Author : Max Holland
Publisher : Beard Books
Page : 354 pages
File Size : 42,46 MB
Release : 2002
Category : Business & Economics
ISBN : 158798153X
This is a reprint of "When the Machine Stopped: A Cautionary Tale from Industrial America", with a new title. It traces the life and death of a small tool company to illustrate how speculation trumps enterprise
Author : Robert Elliott Smith
Publisher : Bloomsbury Business
Page : 345 pages
File Size : 48,22 MB
Release : 2019-08-27
Category : Computers
ISBN : 1472963881
We live in a world increasingly ruled by technology; we seem as governed by technology as we do by laws and regulations. Frighteningly often, the influence of technology in and on our lives goes completely unchallenged by citizens and governments. We comfort ourselves with the soothing refrain that technology has no morals and can display no prejudice, and it's only the users of technology who distort certain aspects of it. But is this statement actually true? Dr Robert Smith thinks it is dangerously untrue in the modern era. Having worked in the field of artificial intelligence for over 30 years, Smith reveals the mounting evidence that the mechanical actors in our lives do indeed have, or at least express, morals: they're just not the morals of the progressive modern society that we imagined we were moving towards. Instead, as we are just beginning to see – in the US elections and Brexit to name but a few – there are increasing incidences of machine bigotry, greed and the crass manipulation of our basest instincts. It is easy to assume that these are the result of programmer prejudices or the product of dark forces manipulating the masses through the network of the Internet. But what if there is something more fundamental and explicitly mechanical at play, something inherent within technology itself? This book demonstrates how non-scientific ideas have been encoded deep into our technological infrastructure. Offering a rigorous, fresh perspective on how technology has brought us to this place, Rage Inside the Machine challenges the long-held assumption that technology is an apolitical and amoral force. Shedding light on little-known historical stories and investigating the complex connections between scientific philosophy, institutional prejudice and new technology, this book offers a new, honest and more truly scientific vision of ourselves.
Author : Steven Clifford
Publisher : Penguin
Page : 289 pages
File Size : 29,76 MB
Release : 2017
Category : Business & Economics
ISBN : 0735212392
"The pay gap between chief executive officers of major U.S. firms and their workers is higher than ever before--depending on the method of calculation, CEOs get paid between 300 and 700 times more than the average worker. Such outsized pay is a relatively recent phenomenon, but ... few detractors truly understand the numerous factors that have contributed to the dizzying upward spiral in CEO compensation. Steven Clifford, a former CEO who has also served on many corporate boards, has a name for these procedures and practices: 'The CEO Pay Machine.' [This book] is Clifford's ... explanation of the 'machine'--how it works, how its parts interact, and how every step pushes CEO pay to higher levels"--
Author : Max Barry
Publisher : Vintage
Page : 289 pages
File Size : 24,91 MB
Release : 2011-08-09
Category : Fiction
ISBN : 0307743225
Scientist Charles Neumann loses a leg in an industrial accident.

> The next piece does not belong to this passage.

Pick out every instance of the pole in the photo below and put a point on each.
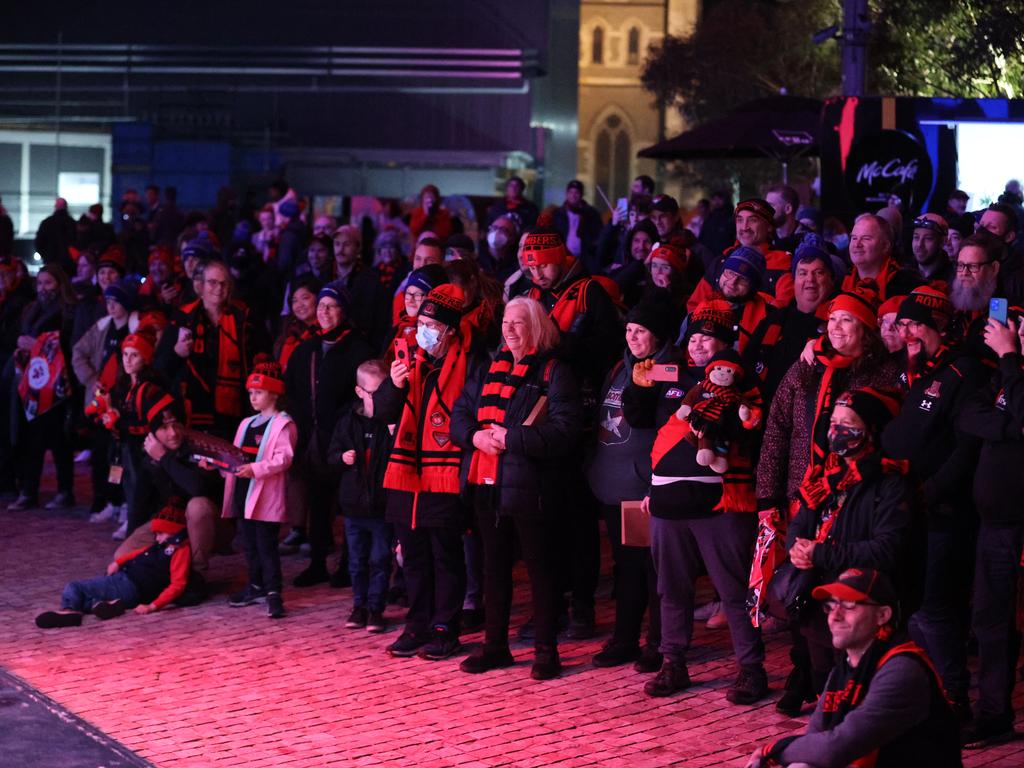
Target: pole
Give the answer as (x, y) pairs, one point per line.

It's not a tragedy. It's an opportunity. Charlie always thought his body could be better. He begins to explore a few ideas. To build parts. Better parts. Prosthetist Lola Shanks loves a good artificial limb. In Charlie, she sees a man on his way to becoming artificial everything. But others see a madman. Or a product. Or a weapon. A story for the age of pervasive technology, Machine Man is a gruesomely funny unraveling of one man's quest for ultimate self-improvement.
Author : E. M. Forster
Publisher : Collector's Library
Page : 360 pages
File Size : 27,15 MB
Release : 2012-09-01
Category :
ISBN : 9781907360718
Tells of a dystopian future - the machine has taken over the lives of men and it has an uncomfortable resonance when so much human activity depends on computers.